「娘,我跟夫郎打算到鎮上支個小食攤。」
姚沐兒還沒想好怎麼跟婆婆說,自家夫君驟然在飯桌上提起此事,驚得手裡陶碗險些摔到地上,見婆婆起身朝臥房去,頓時慌了神。
沈氏進屋取了錢袋子,回來瞧見兒夫郎臉色不好,關心道:「沐哥兒怎了,可是昨兒夜裡沒睡好?」
姚沐兒搖頭,「娘,我們不做吃食營生了,在家種地一樣能把日子過好。」
「為啥不做?」沈秀梅將銀錢倒在桌上,「娘把銀錢都拿來了。」
姚沐兒表情一怔,還以為婆婆被氣得吃不下飯,原來是回屋拿銀錢去了。
「娘昨兒便說沐哥兒這手藝,開個酒樓定然紅火。」沈秀梅笑著道,「酒樓咱家是開不起,小食攤倒是能試上一試。」
這些年沈家雖欠下不少外債,但沈氏怕兒子回來日子過不下去,平日省吃儉用倒也攢下一筆銀錢,只是數目不多,只有一兩碎銀,外加幾十枚銅板。
「娘手裡就這些,你們看夠不?」
姚沐兒聞言,連忙說道:「娘您快收起來,我跟夫君手裡有銀錢,上次您給的簪子鐲子賣了好幾兩呢,支個食攤花不了幾個銀錢,這些錢夠用了。」
即便不夠還有夫君從姚桂芝那要回來的金簪,娘已經將爹留下的聘禮拿了出來,哪能再要娘的體己錢。
沈季青也道不用,他多打兩隻野雞野兔,便能將支食攤的銀錢掙出來。
姚沐兒面上贊同,心裡則想著,改日去鎮上把金簪當了,省得夫君日日惦記著上山打獵賺銀錢。

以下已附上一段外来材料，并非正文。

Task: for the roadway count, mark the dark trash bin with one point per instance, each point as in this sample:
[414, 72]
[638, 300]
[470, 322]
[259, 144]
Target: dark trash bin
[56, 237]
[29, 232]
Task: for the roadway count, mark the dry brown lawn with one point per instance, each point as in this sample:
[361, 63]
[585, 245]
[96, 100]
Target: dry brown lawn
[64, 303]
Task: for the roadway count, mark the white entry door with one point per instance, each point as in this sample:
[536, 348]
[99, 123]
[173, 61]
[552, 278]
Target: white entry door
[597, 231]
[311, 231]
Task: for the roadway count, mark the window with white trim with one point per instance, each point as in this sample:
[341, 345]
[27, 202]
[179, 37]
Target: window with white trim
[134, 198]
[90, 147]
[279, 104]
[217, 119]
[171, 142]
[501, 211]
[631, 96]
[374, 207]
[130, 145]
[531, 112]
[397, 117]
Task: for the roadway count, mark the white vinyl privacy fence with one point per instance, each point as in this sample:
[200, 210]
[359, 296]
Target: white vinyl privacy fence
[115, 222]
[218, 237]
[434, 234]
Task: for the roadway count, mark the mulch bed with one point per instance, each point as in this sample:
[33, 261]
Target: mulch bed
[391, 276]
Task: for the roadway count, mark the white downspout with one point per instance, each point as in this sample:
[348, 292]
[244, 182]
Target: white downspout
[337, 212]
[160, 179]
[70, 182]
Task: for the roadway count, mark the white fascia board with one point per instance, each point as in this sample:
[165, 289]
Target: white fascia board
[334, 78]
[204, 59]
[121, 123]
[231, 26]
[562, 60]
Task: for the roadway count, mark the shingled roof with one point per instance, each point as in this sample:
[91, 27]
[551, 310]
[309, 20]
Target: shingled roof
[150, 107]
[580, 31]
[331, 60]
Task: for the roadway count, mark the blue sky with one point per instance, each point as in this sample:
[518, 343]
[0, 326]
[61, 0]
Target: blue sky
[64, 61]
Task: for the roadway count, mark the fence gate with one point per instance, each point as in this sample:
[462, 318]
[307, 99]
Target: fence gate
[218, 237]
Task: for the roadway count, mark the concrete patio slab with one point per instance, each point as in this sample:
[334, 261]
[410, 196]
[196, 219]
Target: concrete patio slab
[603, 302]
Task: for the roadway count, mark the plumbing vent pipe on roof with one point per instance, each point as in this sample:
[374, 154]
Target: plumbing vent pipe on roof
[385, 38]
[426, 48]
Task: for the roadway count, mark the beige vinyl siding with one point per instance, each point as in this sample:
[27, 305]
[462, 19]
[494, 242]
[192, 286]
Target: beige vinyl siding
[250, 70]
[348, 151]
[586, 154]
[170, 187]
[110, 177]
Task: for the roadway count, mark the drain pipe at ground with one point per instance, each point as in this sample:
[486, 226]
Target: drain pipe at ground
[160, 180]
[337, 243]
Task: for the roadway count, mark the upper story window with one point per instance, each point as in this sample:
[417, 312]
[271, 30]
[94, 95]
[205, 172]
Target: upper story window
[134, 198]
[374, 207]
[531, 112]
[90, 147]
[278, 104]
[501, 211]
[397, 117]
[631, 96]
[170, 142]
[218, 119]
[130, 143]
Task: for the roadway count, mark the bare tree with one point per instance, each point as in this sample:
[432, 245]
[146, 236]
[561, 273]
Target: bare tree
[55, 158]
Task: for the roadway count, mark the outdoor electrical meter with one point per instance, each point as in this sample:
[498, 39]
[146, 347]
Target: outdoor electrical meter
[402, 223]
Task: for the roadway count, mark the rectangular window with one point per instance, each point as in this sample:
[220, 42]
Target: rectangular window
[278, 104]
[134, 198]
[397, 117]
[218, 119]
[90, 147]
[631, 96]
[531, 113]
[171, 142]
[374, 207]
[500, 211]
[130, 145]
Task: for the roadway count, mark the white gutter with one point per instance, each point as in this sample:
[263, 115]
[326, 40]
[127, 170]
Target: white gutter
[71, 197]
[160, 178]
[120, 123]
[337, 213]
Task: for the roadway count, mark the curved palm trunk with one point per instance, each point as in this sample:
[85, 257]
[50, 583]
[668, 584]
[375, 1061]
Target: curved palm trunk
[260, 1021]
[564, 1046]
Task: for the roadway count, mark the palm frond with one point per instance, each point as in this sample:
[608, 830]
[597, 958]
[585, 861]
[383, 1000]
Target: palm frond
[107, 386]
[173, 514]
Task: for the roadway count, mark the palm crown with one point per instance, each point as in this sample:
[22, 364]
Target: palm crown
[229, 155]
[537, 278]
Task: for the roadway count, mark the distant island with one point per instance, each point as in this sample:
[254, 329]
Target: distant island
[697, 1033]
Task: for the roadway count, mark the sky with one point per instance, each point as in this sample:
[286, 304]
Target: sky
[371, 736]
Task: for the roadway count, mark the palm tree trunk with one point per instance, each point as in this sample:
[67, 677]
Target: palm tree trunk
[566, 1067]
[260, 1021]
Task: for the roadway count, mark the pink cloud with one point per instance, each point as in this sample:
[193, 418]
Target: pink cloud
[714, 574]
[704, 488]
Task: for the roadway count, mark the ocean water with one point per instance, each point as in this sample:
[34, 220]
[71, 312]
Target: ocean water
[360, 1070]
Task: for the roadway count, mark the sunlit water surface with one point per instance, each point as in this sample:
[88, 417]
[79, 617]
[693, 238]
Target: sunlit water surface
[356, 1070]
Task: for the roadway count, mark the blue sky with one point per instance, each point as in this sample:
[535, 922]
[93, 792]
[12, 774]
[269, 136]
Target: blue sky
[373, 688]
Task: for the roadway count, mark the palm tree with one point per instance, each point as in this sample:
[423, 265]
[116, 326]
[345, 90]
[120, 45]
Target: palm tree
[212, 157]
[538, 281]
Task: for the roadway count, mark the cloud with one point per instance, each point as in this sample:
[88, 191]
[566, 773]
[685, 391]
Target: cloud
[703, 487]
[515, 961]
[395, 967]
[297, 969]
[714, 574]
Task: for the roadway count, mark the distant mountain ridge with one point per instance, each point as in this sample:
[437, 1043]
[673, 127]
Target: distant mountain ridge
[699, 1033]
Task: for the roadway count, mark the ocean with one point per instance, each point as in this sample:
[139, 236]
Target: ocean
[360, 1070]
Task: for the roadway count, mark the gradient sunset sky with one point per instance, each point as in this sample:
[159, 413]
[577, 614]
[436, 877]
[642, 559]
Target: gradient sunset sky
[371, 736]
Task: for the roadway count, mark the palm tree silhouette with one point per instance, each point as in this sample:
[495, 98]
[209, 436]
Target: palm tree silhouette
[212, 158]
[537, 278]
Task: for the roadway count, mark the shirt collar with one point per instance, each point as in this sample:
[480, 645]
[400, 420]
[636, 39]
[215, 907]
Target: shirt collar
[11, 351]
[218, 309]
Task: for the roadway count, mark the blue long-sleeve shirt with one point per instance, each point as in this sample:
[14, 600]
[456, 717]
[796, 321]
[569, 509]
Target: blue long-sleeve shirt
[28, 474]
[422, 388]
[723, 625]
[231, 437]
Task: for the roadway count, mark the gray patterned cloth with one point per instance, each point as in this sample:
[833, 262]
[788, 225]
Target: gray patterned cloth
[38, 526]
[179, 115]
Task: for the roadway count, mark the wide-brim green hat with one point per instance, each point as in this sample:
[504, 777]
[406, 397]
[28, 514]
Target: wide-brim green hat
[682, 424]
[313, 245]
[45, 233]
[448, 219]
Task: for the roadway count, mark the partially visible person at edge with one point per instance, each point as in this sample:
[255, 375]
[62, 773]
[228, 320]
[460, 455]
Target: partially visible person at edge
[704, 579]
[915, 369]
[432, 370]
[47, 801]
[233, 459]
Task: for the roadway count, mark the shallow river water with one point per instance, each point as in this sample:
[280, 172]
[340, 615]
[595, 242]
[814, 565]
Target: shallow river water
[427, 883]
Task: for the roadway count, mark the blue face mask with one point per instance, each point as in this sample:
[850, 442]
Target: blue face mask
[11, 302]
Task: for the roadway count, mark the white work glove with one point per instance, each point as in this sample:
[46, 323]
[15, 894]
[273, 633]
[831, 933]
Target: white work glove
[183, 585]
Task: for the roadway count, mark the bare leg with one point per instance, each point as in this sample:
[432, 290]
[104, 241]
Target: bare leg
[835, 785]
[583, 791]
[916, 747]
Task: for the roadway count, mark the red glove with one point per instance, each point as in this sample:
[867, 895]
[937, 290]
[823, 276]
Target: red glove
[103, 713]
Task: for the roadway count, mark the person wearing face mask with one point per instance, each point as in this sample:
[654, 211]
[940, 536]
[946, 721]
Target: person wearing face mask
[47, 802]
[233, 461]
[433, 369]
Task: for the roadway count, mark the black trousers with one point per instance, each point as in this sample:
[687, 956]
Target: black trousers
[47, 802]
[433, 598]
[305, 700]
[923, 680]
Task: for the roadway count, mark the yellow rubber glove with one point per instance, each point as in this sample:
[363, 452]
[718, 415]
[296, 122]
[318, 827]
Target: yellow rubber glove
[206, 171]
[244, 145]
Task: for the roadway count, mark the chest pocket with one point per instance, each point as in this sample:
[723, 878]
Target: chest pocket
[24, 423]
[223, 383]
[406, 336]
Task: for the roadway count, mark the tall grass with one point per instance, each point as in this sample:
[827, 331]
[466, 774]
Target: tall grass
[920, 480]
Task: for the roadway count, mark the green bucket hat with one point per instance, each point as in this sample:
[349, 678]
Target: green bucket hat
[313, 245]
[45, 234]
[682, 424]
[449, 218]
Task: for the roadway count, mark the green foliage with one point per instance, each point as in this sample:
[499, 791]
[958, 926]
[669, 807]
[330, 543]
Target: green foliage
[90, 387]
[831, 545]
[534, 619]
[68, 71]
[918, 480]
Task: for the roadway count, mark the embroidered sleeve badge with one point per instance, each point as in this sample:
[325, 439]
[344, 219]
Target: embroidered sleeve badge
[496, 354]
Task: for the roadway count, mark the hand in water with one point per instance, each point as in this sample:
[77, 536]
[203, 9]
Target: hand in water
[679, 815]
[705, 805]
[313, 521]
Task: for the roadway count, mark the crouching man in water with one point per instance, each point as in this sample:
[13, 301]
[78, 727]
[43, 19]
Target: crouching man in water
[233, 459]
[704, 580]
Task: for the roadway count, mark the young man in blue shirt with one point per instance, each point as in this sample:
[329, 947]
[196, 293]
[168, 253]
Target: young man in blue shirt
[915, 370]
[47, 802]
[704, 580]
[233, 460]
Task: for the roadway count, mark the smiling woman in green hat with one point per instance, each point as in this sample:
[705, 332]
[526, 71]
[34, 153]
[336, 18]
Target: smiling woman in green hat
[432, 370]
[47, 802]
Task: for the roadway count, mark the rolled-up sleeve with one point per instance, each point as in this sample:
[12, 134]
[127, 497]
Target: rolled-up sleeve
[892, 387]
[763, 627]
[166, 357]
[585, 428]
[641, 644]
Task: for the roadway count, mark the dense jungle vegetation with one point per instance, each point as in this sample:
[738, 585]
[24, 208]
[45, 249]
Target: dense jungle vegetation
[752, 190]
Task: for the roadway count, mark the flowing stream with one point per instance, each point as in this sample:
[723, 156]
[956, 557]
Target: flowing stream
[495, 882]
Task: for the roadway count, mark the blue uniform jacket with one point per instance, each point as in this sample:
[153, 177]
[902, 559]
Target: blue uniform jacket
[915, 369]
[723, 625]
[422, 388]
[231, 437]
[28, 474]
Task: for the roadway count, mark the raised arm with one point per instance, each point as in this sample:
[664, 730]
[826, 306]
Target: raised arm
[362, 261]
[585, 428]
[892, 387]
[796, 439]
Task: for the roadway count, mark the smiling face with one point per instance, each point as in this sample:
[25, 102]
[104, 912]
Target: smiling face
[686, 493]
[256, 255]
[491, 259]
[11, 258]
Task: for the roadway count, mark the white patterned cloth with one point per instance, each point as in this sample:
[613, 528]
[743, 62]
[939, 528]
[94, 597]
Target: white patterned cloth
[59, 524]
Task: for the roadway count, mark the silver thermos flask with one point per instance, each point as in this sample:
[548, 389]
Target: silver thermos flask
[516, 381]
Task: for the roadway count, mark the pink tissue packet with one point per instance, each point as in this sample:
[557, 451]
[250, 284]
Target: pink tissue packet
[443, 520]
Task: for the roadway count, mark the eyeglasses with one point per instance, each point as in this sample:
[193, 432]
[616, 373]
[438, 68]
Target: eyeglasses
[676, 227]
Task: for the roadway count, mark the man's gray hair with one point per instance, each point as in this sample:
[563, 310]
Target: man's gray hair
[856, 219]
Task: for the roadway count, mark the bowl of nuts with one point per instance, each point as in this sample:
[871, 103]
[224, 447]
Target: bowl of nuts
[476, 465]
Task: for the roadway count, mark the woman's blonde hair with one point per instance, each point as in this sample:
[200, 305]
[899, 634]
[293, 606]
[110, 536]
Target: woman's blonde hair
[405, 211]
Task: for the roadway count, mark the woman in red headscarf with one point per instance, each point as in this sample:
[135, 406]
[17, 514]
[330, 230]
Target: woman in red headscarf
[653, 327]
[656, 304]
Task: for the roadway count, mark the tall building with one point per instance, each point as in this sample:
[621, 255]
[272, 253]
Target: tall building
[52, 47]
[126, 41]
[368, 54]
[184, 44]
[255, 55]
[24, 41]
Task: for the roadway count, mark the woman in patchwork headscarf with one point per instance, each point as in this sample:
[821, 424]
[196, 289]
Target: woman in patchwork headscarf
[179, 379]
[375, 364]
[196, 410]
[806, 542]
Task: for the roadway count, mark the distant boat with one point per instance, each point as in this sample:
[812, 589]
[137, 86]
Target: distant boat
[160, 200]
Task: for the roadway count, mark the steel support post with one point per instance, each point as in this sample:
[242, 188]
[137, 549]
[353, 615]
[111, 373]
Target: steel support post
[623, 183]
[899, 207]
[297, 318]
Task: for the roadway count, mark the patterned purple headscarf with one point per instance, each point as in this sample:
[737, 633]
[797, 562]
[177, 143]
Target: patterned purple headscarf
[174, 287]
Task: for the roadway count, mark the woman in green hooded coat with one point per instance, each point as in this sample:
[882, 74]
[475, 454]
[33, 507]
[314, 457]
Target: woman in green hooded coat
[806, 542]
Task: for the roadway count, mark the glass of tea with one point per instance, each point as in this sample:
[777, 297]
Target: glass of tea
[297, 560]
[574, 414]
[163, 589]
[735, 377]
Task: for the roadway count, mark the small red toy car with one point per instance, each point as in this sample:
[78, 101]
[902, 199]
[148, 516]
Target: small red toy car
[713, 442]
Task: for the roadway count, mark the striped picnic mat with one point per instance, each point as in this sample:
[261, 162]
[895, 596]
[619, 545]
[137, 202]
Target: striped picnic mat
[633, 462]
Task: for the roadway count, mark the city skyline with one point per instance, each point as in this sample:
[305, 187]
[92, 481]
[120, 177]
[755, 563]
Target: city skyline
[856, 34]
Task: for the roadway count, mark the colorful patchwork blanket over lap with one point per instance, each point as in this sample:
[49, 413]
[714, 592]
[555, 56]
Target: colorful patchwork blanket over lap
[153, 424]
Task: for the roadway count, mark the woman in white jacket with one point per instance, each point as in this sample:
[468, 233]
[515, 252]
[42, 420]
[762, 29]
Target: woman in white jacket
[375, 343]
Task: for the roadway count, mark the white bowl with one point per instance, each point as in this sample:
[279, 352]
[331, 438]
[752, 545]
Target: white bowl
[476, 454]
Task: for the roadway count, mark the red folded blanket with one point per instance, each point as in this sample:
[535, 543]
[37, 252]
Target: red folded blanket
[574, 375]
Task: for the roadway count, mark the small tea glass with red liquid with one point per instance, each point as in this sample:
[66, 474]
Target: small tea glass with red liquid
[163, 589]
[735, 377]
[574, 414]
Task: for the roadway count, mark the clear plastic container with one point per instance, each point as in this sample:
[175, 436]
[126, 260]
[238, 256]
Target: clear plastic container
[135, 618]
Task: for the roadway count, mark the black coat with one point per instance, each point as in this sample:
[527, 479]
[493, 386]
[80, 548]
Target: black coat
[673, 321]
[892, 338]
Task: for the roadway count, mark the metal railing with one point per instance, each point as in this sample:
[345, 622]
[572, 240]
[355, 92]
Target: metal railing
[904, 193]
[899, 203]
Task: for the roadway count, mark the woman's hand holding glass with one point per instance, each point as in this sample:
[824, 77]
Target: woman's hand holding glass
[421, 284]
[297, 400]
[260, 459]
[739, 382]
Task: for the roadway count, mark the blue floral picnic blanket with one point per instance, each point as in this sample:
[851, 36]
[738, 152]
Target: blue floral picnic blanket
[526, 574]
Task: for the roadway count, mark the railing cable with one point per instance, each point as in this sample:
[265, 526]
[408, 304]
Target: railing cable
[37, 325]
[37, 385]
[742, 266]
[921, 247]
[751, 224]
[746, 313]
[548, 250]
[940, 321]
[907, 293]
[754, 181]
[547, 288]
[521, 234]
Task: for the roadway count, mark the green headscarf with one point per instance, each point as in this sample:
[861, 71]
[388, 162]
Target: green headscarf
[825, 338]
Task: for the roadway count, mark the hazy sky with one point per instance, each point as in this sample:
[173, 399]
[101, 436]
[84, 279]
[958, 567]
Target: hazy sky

「哥,到時我去給你和哥夫幫忙!」只要是自家大哥做的決定,不管對錯,姚青雲都舉著雙手支持。
姚沐兒笑著答應,書院再過幾日便開始放元假,來年正月「硯冰釋」方才開學,元旦與上元節是大元國最重要的節日之一,趁這些日子多賺些銀子,也好送弟弟去書院念書。
吃完早食,沈季青背上弓箭要去後山打獵,姚沐兒叫來弟弟跟著,有青雲在夫君定然不會去兇險的地方。
目送兩人離家,姚沐兒從屋裡拿出針線筐跟馬扎,接著趕繡活。
白家定的帕子多,好在只需繡字樣,一盞茶的工夫便能繡好一條,三十條帕子勤快些一天便能趕出來,不過這兩日家裡事情多,今兒才完成。
荷包麻煩些,一枚並蒂蓮樣式的荷包要兩個多時辰才能繡好,四枚並蒂蓮,八枚普通的,最快也要四天時間。
姚沐兒繡著帕子,在心底盤算。
夜裡趕趕工爭取臘月二十八交活兒,到時還有空閒在鎮上逛逛,琢磨下該做些什麼吃食好。
未時三刻,姚沐兒起來活動筋骨,就聽院子外傳來弟弟興奮的說話聲。